RAID is an acronym first defined by David A. Patterson, Garth A. Gibson, and Randy Katz at the University of California, Berkeley in 1987 to describe a redundant array of inexpensive disks, a technology that allowed computer users to achieve high levels of storage reliability from low-cost and less reliable PC-class disk-drive components, via the technique of arranging the devices into arrays for redundancy. Marketers representing industry RAID manufacturers later reinvented the term to describe a redundant array of independent disks as a means of dissociating a “low cost” expectation from RAID technology. In this article we will give you an idea about the different RAID levels. Feel free to comment the article on the bottom of it. Be aware that you need to register in order to leave your comment.
RAID level 0 is optimal for performance but suboptimal for fault tolerance. A RAID 0 array consists of one or more logical volumes cut across two or more physical volumes. Theoretically, this will improve logical disk I/O rates and decrease fault tolerance by a proportion equal to the number of physical volumes. For example, if the array consists of four disks, then it will be possible to read and write all them concurrently; a given amount of data can be transferred to the logical volume in a quarter of the time it would take if the logical volume were on only one disk. But if any of the four disks is damaged, the logical volume will be affected, so it is four times more likely to fail than if it were on only one disk.
RAID level 1 is optimal for fault tolerance. There may be performance gains, but that is not why you use it. Where RAID 1 is definitely suboptimal is cost. A RAID 1 array consists of one or more logical volumes mirrored across two or more disks: whenever data is written to the logical volume, copies of it will be written concurrently to two or more physical volumes. If any one physical volume is lost, the logical volume will survive because all data on the lost physical volume is available on another physical volume. There may be a performance improvement for read operations if it is possible to read different data from the mirrors concurrently; this will depend on the capabilities of the LVM. The cost problem is simply that you will require double the disk capacity—more than double, if you want a higher degree of mirroring. In the four-disk example, the logical volume will be equivalent in size to only two of the physical disks, but you can lose any one disk, and possibly two disks, before the logical volume is damaged.

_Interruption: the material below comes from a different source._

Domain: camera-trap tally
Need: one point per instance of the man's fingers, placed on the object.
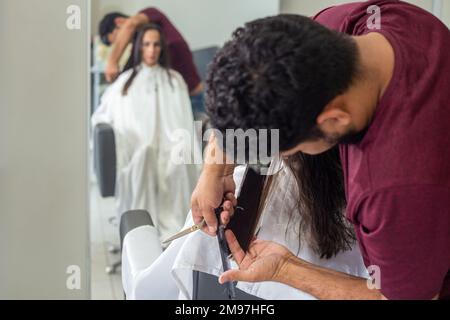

RAID level 5 is a compromise between the performance of RAID 0 and the fault tolerance of RAID 1. The logical volume is cut across multiple physical volumes (so concurrent read and writes are possible), and a checksumming algorithm writes out enough information to allow reconstruction of the data on any one physical volume, if it gets damaged. Thus you do not get all the performance gain of RAID 0, because of the checksumming overhead; in particular, write operations can be slow because each write operation needs to calculate the checksum before the write can take place. You do not get all the fault tolerance of RAID 1, because you can survive the loss of only one disk. In the four-disk example, the logical volume will be equivalent in size to three physical volumes, and if any one of the four is lost, the logical volume will survive.
RAID 0+1 is optimal for both fault tolerance and performance: you mirror your striped disks. In the four-disk example, your system administrators would create one logical volume striped across two of the physical disks and mirror this to the other two disks. This should result in double the performance and double the safety (and double the price) of mapping one logical volume directly onto one physical volume.